(Akt. 21.03.2023 00:49)
In the north of the Black Sea peninsula of Crimea, which was annexed by Russia, the air defense system shot down Ukrainian drones, according to the authorities. Crimean head of administration Sergey Aksyonov announced on Monday that one person had been injured in the town of Dzhankoy. Houses and a grocery store were damaged by fallen debris. The manager of Dzhankoy, Igor Ivin, said that a fire broke out in the store.
Electrical wiring was also damaged. The exact extent of the damage was initially unclear. In Kiev, the Defense Ministry’s military intelligence said the attack was aimed at transporting missiles on railway tracks. Rockets were destroyed. This will continue the process of “Russia’s demilitarization” and prepare Crimea for liberation from Russian occupation.
There was no confirmation from the Russian side that missiles were said to have been destroyed. For example, Russia transports missiles for the Black Sea Fleet overland to the military ports. In addition, the Russian troops in the occupied areas of Cherson and Zaporizhia are supplied with supplies via the strategically important ice rink route.
In Dschankoj there had already been a heavy explosion in an ammunition depot in August last year. There were injuries then too. Thousands of people had to be brought to safety. The train service had to be temporarily suspended in the middle of the tourist season. The rail connections from Moscow go via Dschankoj over the new Crimean bridge to the capital Simferopol on the peninsula.

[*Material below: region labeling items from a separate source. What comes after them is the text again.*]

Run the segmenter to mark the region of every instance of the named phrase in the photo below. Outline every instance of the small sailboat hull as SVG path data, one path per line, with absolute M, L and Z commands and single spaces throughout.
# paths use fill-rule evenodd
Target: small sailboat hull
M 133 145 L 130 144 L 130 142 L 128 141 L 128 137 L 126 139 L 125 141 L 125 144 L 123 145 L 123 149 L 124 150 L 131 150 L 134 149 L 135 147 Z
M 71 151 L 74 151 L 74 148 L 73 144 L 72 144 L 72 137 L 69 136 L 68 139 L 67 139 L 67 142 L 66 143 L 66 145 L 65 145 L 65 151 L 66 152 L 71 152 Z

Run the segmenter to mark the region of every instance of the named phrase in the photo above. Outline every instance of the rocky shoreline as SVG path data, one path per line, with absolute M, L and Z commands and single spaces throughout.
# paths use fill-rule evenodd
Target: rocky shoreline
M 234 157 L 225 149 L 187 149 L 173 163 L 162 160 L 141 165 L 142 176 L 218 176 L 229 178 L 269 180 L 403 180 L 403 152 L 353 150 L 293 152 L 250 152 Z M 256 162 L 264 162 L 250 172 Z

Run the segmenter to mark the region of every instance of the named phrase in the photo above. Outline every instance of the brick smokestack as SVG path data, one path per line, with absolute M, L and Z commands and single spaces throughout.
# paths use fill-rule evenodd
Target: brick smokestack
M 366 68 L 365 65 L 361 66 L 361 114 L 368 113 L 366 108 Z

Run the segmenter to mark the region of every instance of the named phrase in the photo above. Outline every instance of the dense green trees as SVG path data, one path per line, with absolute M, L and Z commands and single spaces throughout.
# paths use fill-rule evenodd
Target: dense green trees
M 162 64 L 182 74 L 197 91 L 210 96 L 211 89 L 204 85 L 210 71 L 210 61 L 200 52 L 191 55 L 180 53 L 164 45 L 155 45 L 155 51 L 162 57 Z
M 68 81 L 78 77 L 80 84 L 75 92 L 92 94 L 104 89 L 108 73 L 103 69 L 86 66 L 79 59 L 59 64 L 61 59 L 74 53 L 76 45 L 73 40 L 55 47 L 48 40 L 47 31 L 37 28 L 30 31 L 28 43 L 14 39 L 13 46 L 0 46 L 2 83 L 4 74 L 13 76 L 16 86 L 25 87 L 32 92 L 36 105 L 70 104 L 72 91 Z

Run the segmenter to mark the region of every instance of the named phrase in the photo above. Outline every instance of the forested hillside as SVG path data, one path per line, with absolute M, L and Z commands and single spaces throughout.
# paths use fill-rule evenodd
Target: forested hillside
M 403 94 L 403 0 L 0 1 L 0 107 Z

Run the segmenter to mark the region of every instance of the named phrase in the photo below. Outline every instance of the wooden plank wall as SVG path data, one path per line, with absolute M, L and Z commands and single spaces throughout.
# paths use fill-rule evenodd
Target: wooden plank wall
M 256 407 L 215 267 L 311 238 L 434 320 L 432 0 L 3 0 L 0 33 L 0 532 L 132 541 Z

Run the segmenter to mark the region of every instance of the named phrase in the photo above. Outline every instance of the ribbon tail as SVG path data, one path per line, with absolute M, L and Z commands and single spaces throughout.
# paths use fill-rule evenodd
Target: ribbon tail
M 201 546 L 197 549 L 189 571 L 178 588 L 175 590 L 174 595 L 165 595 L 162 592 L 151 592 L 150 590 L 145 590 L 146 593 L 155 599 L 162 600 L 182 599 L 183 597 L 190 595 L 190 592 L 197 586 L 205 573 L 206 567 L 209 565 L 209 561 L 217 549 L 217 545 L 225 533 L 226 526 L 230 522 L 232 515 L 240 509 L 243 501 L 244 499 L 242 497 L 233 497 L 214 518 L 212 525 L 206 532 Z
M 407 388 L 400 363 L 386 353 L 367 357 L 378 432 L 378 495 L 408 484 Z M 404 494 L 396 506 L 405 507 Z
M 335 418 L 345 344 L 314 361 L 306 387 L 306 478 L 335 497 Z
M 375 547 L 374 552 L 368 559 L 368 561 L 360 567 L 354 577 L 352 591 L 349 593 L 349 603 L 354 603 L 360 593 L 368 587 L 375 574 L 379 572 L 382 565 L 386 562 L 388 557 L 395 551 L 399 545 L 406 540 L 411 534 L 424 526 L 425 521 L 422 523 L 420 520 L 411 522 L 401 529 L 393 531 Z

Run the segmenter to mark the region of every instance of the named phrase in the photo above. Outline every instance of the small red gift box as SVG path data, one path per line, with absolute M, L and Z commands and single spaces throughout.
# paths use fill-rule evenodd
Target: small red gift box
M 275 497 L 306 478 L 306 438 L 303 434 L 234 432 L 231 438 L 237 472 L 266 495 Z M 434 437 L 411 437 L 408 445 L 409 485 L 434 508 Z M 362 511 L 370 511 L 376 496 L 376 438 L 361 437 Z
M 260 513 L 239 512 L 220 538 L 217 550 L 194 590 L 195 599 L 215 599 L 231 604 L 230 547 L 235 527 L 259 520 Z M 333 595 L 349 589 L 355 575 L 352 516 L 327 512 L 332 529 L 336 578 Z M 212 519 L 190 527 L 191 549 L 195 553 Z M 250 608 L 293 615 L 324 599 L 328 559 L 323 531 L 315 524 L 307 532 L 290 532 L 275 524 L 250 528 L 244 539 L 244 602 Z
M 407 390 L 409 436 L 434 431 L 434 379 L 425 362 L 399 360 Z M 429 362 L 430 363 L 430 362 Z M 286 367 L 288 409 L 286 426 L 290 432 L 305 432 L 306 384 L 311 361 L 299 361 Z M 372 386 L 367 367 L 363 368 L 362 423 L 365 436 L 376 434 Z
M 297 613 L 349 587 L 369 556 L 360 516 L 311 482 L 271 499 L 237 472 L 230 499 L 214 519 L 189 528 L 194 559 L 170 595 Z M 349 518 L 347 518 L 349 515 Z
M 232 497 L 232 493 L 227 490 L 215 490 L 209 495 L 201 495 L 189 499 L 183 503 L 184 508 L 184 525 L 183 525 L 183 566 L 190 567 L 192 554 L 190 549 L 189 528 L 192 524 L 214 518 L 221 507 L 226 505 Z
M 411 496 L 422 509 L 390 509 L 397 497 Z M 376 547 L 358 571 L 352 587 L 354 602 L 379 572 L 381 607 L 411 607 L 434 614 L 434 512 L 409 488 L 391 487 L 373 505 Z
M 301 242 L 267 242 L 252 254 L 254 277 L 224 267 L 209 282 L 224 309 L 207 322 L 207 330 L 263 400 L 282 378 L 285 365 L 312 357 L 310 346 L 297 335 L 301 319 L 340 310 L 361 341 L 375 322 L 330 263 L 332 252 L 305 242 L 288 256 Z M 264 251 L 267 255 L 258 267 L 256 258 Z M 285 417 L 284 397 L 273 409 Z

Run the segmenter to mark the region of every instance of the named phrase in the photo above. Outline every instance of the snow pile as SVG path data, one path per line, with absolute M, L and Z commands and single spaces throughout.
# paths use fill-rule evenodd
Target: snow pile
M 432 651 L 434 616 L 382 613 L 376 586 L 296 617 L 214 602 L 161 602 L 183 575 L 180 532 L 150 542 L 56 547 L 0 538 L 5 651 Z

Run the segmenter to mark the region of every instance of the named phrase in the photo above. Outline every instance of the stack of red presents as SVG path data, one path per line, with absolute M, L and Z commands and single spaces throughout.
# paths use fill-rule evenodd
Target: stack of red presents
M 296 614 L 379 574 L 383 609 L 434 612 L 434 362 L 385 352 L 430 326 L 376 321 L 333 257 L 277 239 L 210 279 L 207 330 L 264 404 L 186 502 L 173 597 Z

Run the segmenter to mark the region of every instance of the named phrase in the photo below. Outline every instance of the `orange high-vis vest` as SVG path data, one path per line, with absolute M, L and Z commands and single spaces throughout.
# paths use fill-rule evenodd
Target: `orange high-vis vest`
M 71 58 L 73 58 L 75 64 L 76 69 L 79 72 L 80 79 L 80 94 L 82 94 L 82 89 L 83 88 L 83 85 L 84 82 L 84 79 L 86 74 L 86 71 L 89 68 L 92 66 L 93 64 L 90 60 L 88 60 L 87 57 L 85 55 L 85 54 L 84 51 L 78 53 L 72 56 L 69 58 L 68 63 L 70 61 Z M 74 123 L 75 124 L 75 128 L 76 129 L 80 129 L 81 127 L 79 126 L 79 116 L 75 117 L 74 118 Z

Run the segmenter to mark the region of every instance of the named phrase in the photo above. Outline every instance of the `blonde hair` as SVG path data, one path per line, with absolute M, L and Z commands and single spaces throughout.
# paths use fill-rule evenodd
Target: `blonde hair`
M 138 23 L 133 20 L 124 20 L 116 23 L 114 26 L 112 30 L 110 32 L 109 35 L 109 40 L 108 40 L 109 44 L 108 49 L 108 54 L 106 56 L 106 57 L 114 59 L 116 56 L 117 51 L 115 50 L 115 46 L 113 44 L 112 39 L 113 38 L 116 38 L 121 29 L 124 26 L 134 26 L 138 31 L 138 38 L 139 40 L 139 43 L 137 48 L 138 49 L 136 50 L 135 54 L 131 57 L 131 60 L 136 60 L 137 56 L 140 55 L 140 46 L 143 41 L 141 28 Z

The incidents repeatedly raise questions among Russian observers as to how well the heavily armed peninsula, which Moscow annexed in 2014, is actually protected. Other Russian regions in the border area with Ukraine have also been complaining about attacks from the Ukrainian side for months. There were dead, injured and severe destruction in the Bryansk, Kursk and Belgorod regions. Ukrainian President Volodymyr Zelenskyy had announced that he wanted to liberate Crimea like all other occupied areas of Ukraine.